Extraordinary photography from around the world captured a dozen unrelated vignettes, except all had water, which isn’t much of a connection. The photography, augmented by the powerful, mostly dialogue-free soundtrack, forced you to think about, if not feel, The Power of Nature; The Crisis of Climate Change; and Man’s Insignificance. It was also, perhaps, the most plot-free movie I have ever experienced. Why, for example, was there a couple sailing a boat in stormy, icy waters?
A rather bizarre quasi-documentary, in which we suspect nothing will ever happen, but then it does, but it isn’t much. There seemed something condescending about making a movie star of a poor Macedonian woman who kept bees and took care of an ailing mother, but maybe that is just me. Was the moral, even a simple life has setbacks and suffers from the greed of others? Or maybe there was no moral.
A return to the movies, particularly Westerns, of old, where the good guys are blameless and heroic, while the bad guys are evil incarnate, and the only mystery is how vengeance will be reeked. It’s not enough that the villain is a serial rapist; he also must be shown shooting innocent children and killing babies. The overkill includes a lot of killing as well as lack of subtlety and credibility; but the Lonesome Dove-like journey is appealing due to the novelty of time and place: 1825 Tasmania. The taste of someone else’s colonial history, together with fine acting by the heroine and her aborigine guide, made me overlook the paint-by-numbers aspect of the story.
Why a biopic on David Crosby?, I wondered before I saw the movie, and 90 minutes later the question remained unanswered. Crosby’s life, as told here, is neither inspiring, entertaining, nor cautionary. His talent is obscured, the cause of his drug addiction unexplored, and the one overriding fact of his life – that everyone hates him – is unexplained. Yes, the film is warts-and-all honest, I suppose, but why should we care? Crosby is a footnote to Stills, Nash & Young, and I suppose McGuinn and Hillman, too. His music leaves me cold and he’s not much to look at or listen to.
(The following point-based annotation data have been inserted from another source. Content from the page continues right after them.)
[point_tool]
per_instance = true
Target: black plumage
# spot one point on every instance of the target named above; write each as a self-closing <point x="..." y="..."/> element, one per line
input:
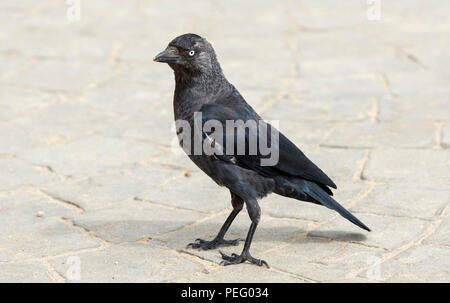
<point x="201" y="87"/>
You are immediately in the hands of a master filmmaker and storyteller and are in for 2:40 of fun plus :05 of trademark Tarantino violence. The story is not much. The setting is pretty much everything: August 1969 in Hollywood, with tons of vintage cars, songs, marquees, famous people and those old metal ice trays with handles you pulled and cubes that came out fractured. There is approximately one interesting character: “Pussycat,” played by Margaret Qualley (Andie MacDowell’s daughter!). The bulk of acting is left to Tarantino regulars Leonardo DiCaprio and Brad Pitt, together for the first time. As I find DiCaprio’s performances generally a parody of acting, he fits the “don’t-take-this-seriously” vibe of the film. By contrast, Pitt is surprisingly the solid one (compare this to Inglorious Basterds, where he came off as the goof in a serious movie) despite never changing his expression and is easy on the eyes. Margot Robbie is a nonentity, while the other cameos are nothing more than fun to spot. As I said, this is a time-and-place movie, an amusement park ride that’s fun while it lasts, but not much to think about the next day.